The purpose of D (GC rant, long) (page 3) - D Programming Language Discussion Forum

Forums

New users
- Learn
Community
- General
- Announce
Improvements
- DIP Ideas
- DIP Devel.
Ecosystem
- GDC
- LDC
- Debuggers
- IDEs
- DWT
Development
- Internals
- Issues
- Beta
- DMD
- Phobos
- Druntime
- Study
Turkish
- Genel
- Duyuru

Index » General » The purpose of D (GC rant, long) (page 3)

October 27, 2006

Re: The purpose of D (GC rant, long)

Posted by Sean Kelly
in reply to Dave

Sean Kelly

Posted in reply to Dave

Dave wrote:
> Sean Kelly wrote:
>> Now that memory is not freed when string.length is set to zero it's quite possible to avoid most reallocations simply by preallocating in buffers before using them (ie. set length to some large number and then 
> 
> I did not know that had been changed.. Is that now part of the language 'spec' somewhere as well?

No.  It was implemented in 170-172 by request from Derek.  I don't know the issue number offhand.

> I'm betting this has been discussed or at least proposed, but here goes again; let's get an array.reserve at least for native arrays (that could be implemented as {arr.length = nnn; arr.length = 0;}). That way it would make for less of a hack than re/setting the length, and also codify it as part of the language.

I agree that this would be useful.  Though it would probably be more like:

size_t tmp = arr.length; arr.length = nnn; arr.length = tmp;


Sean

October 27, 2006

Re: The purpose of D (GC rant, long)

Posted by Sean Kelly
in reply to Walter Bright

Sean Kelly

Posted in reply to Walter Bright

Walter Bright wrote:
> Sean Kelly wrote:
>>  but D can
>> really do everything C++ can here, unless you absolutely insist on having user-defined data types that are indistinguishable from built-in types.
> 
> C++ is not capable of having user-defined types indistinguishable from built-in ones.

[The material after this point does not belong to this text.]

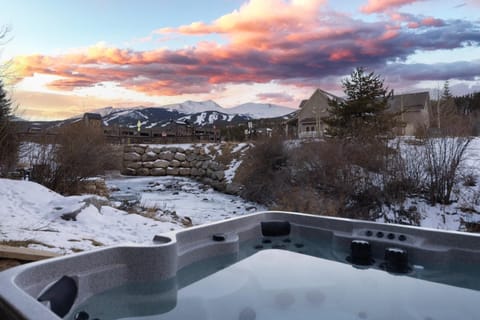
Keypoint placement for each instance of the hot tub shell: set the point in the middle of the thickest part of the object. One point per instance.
(102, 269)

How so?  It can certainly get pretty close, but I'm unaware of the limitations.


Sean

October 28, 2006

Re: The purpose of D (GC rant, long)

Posted by Dave
in reply to Sean Kelly

Dave

Posted in reply to Sean Kelly

Sean Kelly wrote:
> Dave wrote:
>> Sean Kelly wrote:
>>> Now that memory is not freed when string.length is set to zero it's quite possible to avoid most reallocations simply by preallocating in buffers before using them (ie. set length to some large number and then 
>>
>> I did not know that had been changed.. Is that now part of the language 'spec' somewhere as well?
> 
> No.  It was implemented in 170-172 by request from Derek.  I don't know the issue number offhand.
> 
>> I'm betting this has been discussed or at least proposed, but here goes again; let's get an array.reserve at least for native arrays (that could be implemented as {arr.length = nnn; arr.length = 0;}). That way it would make for less of a hack than re/setting the length, and also codify it as part of the language.
> 
> I agree that this would be useful.  Though it would probably be more like:
> 
> size_t tmp = arr.length; arr.length = nnn; arr.length = tmp;
> 

Oops, you're right..

I was curious as to how much initialization cost. I took the code (bottom) and ran it three times: 1) as-is, 2) with the initialization code in gc._d_newarrayi() commented out and 3) with the initialization code in gcx._malloc() also commented out (along with (2))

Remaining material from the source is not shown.